De la nécessité de prendre en compte les droits d’auteurs dans les programmes immobiliers de rénovation.
La Région Ile-de-France avait confié à M. V, architecte, les travaux d’étanchéité de façades et de réparation des bétons d’un lycée. Tous les bétons des bâtiments ont été repeints, y compris les deux monolithes de 6 et 10 mètres marquant l’entrée du lycée, l’un d’eux bénéficiant en outre d’une couverture en métal pour éviter aux eaux de ruisseler et de couler le long de la structure.
Or ces deux monolithes constituaient une sculpture monumentale, distincte du bâtiment, commandée en 1976 au titre du 1 % de décoration des bâtiments publics. Marcel Petit, son auteur, estimant que ce choix de peindre en rose ces monolithes avait porté atteinte à son œuvre, a fait citer l’architecte à comparaître devant le Tribunal correctionnel de Bobigny.
Après une décision de relaxe en première instance de l’architecte, la Cour d’appel de Paris, saisie uniquement de l’appel de la partie civile, a débouté le sculpteur de ses demandes aux motifs que « s’il y a eu atteinte au droit moral de M. Petit, il n’y a ni reproduction, ni représentation, ni diffusion des sculptures mais seulement modification ou altération de ses œuvres« .
Cet arrêt est cassé par la chambre criminelle dans une décision du 3 septembre 2003, sur le visa des articles L. 335-3 et L. 122-2 du Code la Propriété Intellectuelle (CPI), car « une nouvelle représentation de l’œuvre est réalisée par sa communication au public sous une forme altérée ou modifiée« .
A –Identification des œuvres protégées
Les fresques, bas reliefs, mosaïques, fontaines mais aussi, et surtout, les œuvres d’architecture doivent être identifiés. Pour cette recherche, il convient de garder à l’esprit que ni dépôt, ni mention obligatoire comme le © ne sont nécessaires pour que des dessins, sculptures, plans, croquis et ouvrages plastiques relatifs à l’architecture bénéficient d’une protection. Le droit d’auteur français requiert uniquement la démonstration du caractère original de l’œuvre.

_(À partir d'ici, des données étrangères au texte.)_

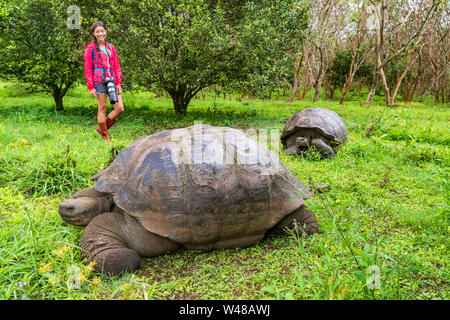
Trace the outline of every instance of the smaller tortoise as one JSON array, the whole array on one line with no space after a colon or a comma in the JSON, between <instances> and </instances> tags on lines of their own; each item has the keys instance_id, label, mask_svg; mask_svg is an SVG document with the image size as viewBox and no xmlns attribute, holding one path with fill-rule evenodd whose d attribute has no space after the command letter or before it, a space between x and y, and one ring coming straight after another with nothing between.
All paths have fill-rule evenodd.
<instances>
[{"instance_id":1,"label":"smaller tortoise","mask_svg":"<svg viewBox=\"0 0 450 320\"><path fill-rule=\"evenodd\" d=\"M247 247L269 229L318 231L304 204L311 192L272 151L232 128L141 137L91 179L95 187L60 203L59 213L87 226L82 257L108 274L180 247Z\"/></svg>"},{"instance_id":2,"label":"smaller tortoise","mask_svg":"<svg viewBox=\"0 0 450 320\"><path fill-rule=\"evenodd\" d=\"M310 146L327 158L334 156L332 147L347 140L344 122L334 111L312 107L294 114L281 135L283 153L301 154Z\"/></svg>"}]
</instances>

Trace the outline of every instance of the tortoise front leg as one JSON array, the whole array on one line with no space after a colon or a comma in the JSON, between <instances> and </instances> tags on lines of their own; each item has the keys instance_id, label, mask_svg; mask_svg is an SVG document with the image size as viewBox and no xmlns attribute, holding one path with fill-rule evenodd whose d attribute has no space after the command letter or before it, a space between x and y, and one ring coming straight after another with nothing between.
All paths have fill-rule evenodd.
<instances>
[{"instance_id":1,"label":"tortoise front leg","mask_svg":"<svg viewBox=\"0 0 450 320\"><path fill-rule=\"evenodd\" d=\"M85 226L95 216L111 211L113 204L109 194L96 191L94 188L86 188L61 202L58 212L65 222Z\"/></svg>"},{"instance_id":2,"label":"tortoise front leg","mask_svg":"<svg viewBox=\"0 0 450 320\"><path fill-rule=\"evenodd\" d=\"M95 217L86 227L80 246L94 270L118 275L137 270L142 256L155 256L176 250L175 242L155 235L133 217L107 212Z\"/></svg>"},{"instance_id":3,"label":"tortoise front leg","mask_svg":"<svg viewBox=\"0 0 450 320\"><path fill-rule=\"evenodd\" d=\"M319 232L319 224L314 212L308 210L306 206L301 206L290 215L284 217L275 226L277 230L294 230L297 234L311 235Z\"/></svg>"},{"instance_id":4,"label":"tortoise front leg","mask_svg":"<svg viewBox=\"0 0 450 320\"><path fill-rule=\"evenodd\" d=\"M332 158L334 156L334 151L331 147L326 144L322 139L316 138L311 140L311 145L319 149L322 156L327 158Z\"/></svg>"}]
</instances>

Question de fait, l’examen du caractère original d’une œuvre est laissé à l’appréciation souveraine des juges du fond. Les juges vérifient alors que la création porte l’empreinte de la personnalité de son auteur et ne répond pas juste à des considérations techniques. Il a été ainsi jugé, dans un arrêt du 27 septembre 1997 de la chambre criminelle de la Cour de cassation :
« Des plans d’architecte ont le caractère d’une œuvre de l’esprit protégée par le Code de la Propriété Intellectuelle, dès lors qu’ils portent la marque de la personnalité de leur auteur qui, bien que contraint de respecter les directives administratives, ne s’est pas limité à fournir une simple prestation technique, mais a fait œuvre de création originale ».
B – La consultation des auteurs préalablement au lancement des travaux
Avant d’entamer les travaux de restauration, il est recommandé de soumettre le projet de modifications à l’auteur pour recueillir son accord. Faute d’anticipation, le responsable d’un projet de rénovation risque de se heurter à un artiste resté attaché à son œuvre, même après 25 ans, et acceptant mal d’être placé devant le fait accompli et qui aurait préféré par exemple que ses sculptures conservent leur patine.
Il ressort des jurisprudences en cette matière que le comportement adopté par le responsable du projet s’avérera en effet décisif en cas de litige.
Dans l’hypothèse d’une œuvre à vocation utilitaire, voire d’une œuvre d’art pur s’inscrivant dans un ensemble utilitaire, l’auteur ne pourra opposer un refus arbitraire à des modifications imposées par des contraintes techniques ou pour répondre à un changement des besoins, comme le précise un arrêt du 7 janvier 1992 de la première chambre civile de la Cour de cassation :
« La vocation utilitaire d’un bâtiment commandé à un architecte interdit à celui-ci de prétendre imposer une intangibilité absolue de son œuvre à laquelle son propriétaire est en droit d’apporter des modifications lorsque se révèle la nécessité de l’adapter à des besoins nouveaux ».
En revanche, les conséquences d’une décision d’ignorer les droits d’auteurs peuvent s’avérer importantes, tant d’un point de vue pécuniaire qu’en terme d’image de marque.
Il résulte de l’arrêt du 3 septembre 2002 de la Cour de cassation que les personnes responsables du projet, ainsi que la personne pour le compte de laquelle les travaux sont effectués, risquent désormais une condamnation pénale pour contrefaçon.
Or la peine maximale encourue pour de tels actes est alors de deux ans d’emprisonnement, 150.000 euros d’amende portés à 750.000 euros en cas de condamnation d’une personne morale.